@Ganymede said in Where's your RP at?:
See, TGG was fun because it was fast-paced, and there was a high chance of death. It made success feel more successful. I get that. But what if death was optional? What if the point was to win or lose a battle, with consequences based on the win or loss, rather than death? What if the risk were more "global"?
On RfK, if you lost a political gamble, you didn't necessarily die. You probably owed some favors and were constantly worried about getting killed. But you were still in the game, and could claw your way back up. So, you lost the battle, but you don't lose your investment (entirely).

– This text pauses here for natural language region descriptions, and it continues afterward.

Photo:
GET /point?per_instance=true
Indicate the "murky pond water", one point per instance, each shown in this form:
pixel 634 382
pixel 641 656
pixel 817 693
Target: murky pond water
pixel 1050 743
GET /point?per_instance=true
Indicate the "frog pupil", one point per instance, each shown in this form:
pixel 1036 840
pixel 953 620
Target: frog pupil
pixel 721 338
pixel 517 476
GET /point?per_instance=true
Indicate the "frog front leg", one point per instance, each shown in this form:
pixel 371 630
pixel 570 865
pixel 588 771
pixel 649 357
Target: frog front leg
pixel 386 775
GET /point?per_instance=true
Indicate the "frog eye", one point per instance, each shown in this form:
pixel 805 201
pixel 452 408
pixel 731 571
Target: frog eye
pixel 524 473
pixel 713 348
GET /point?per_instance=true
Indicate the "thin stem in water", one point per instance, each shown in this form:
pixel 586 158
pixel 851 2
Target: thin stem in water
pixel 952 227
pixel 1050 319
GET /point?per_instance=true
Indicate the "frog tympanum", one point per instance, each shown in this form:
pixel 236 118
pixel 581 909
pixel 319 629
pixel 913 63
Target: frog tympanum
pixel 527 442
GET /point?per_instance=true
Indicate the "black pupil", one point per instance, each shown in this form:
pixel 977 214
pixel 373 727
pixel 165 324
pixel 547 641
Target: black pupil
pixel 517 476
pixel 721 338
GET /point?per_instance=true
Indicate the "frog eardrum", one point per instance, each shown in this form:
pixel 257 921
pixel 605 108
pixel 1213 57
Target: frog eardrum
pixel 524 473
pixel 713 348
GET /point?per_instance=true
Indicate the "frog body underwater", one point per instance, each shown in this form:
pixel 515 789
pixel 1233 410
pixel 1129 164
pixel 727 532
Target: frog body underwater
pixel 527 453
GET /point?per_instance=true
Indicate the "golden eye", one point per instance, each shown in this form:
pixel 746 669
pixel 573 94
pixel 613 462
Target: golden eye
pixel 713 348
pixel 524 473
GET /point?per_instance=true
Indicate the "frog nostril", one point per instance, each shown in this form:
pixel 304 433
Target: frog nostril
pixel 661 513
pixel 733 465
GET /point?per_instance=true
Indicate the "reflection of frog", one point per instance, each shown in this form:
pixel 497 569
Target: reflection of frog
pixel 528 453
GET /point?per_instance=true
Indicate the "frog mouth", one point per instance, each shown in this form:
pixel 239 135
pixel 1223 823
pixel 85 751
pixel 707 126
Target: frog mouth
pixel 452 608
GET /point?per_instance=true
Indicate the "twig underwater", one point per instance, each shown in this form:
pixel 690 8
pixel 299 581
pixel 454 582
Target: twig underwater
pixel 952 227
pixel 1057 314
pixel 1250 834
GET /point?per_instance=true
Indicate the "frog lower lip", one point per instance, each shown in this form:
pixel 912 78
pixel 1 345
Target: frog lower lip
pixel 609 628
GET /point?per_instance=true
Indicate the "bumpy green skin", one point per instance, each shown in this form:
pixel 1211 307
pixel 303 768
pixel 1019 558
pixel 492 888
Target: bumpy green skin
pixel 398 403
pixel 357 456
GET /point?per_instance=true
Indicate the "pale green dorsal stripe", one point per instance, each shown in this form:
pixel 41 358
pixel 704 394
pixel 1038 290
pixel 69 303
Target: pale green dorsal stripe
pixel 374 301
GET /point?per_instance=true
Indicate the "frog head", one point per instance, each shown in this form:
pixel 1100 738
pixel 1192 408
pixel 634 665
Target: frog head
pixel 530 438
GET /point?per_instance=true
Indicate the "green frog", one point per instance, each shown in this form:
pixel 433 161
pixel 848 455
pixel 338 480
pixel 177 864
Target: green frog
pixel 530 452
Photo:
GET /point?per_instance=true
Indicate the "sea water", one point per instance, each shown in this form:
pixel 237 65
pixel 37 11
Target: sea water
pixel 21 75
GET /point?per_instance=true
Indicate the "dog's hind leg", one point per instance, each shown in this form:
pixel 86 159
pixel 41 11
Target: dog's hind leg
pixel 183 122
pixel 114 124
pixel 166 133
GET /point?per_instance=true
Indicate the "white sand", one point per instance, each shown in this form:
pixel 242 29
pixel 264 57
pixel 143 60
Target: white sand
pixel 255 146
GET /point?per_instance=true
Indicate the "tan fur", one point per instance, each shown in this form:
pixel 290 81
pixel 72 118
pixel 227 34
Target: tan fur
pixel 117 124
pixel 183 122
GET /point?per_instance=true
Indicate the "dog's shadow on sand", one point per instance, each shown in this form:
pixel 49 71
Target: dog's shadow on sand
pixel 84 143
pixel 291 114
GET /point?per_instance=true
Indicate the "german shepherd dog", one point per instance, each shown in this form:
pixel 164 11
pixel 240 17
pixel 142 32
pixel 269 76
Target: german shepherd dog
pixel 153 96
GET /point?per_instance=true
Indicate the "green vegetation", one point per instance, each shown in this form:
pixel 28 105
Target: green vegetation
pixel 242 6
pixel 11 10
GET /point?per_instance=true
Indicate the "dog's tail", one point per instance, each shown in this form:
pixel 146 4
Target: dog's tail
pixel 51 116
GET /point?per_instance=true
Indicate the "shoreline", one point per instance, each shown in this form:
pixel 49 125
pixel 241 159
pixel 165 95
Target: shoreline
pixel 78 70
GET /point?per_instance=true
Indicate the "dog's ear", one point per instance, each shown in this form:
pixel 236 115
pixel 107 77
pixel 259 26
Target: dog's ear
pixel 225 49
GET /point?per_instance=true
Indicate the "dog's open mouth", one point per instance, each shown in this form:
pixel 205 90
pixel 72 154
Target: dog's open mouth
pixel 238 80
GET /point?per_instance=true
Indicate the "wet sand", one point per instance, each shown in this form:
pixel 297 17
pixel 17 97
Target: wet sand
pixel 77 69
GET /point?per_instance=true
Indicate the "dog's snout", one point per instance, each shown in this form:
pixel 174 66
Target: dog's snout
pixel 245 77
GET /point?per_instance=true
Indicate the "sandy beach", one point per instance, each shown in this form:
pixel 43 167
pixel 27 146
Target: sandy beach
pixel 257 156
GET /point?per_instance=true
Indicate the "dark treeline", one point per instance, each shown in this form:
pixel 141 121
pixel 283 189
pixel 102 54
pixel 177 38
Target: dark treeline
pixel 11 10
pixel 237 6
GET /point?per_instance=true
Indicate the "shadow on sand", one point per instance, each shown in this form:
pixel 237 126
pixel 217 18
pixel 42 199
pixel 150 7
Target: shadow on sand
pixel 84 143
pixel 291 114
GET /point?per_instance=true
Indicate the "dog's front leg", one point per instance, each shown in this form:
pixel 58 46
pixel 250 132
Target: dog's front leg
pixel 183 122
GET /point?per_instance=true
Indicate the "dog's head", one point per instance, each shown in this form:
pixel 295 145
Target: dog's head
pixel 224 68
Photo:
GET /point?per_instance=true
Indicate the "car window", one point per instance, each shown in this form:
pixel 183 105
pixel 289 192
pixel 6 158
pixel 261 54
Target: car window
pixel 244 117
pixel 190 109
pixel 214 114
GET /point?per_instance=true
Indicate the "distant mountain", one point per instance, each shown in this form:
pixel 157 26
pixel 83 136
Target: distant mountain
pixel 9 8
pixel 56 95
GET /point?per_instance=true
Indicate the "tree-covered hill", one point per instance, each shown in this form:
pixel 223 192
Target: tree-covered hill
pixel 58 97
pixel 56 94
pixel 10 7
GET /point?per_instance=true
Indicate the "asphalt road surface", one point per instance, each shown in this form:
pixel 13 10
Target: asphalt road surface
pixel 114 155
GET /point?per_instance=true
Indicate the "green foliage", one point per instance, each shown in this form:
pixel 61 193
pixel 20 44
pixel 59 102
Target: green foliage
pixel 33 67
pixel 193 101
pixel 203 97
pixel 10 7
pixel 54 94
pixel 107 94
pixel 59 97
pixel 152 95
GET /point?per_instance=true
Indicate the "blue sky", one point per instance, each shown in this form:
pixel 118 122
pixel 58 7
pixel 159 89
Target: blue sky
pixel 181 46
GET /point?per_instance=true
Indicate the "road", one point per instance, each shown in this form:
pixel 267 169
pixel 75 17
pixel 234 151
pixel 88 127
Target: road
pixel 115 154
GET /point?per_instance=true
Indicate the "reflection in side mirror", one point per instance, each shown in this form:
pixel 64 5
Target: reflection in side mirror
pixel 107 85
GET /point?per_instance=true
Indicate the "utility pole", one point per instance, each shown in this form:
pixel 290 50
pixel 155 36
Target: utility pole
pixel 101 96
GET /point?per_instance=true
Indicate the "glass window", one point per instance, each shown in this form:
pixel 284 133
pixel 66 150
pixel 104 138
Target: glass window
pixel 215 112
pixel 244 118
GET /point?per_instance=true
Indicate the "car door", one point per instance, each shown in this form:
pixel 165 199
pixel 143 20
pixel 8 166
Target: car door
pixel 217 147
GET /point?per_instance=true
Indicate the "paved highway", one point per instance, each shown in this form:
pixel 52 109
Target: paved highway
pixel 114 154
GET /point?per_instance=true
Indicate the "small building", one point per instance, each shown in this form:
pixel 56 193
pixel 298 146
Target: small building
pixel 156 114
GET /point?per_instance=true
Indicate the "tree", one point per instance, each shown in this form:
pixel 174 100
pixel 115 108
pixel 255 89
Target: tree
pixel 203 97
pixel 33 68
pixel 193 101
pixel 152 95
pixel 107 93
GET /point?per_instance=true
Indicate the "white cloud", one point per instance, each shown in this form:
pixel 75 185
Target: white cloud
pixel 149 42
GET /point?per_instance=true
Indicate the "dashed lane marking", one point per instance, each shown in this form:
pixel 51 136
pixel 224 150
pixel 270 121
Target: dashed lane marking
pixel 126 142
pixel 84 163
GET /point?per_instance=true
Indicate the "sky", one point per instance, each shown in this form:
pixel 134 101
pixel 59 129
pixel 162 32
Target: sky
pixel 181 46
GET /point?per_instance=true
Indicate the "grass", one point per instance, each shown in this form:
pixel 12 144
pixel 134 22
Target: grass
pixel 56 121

I think this is 100% the right track.
Because TGG was designed to more or less follow actual history (we could not kill Hitler), @EUBanana kept the stakes small-scale. Your squad was just one little part of the evac from Dunkirk, or Winter War in Finland, or any number of battles in WW1, but your individual actions mattered a hell of a lot. You could save your buddy! Or you could stumble into an enemy and get your buddy killed! You could win and lose grid-space 'territory' in what was meant to misrepresent a little section of the larger war effort.
I think you're right that it wasn't the risk that made it bracing, it was the meaningful stakes which that risk represented. I guess this circles back to investment (if you don't care about your buddy, you will not be invested in a scene in which he lives or dies). I definitely think there are other ways to create that than just a high body count (I find the idea pretty damn interesting).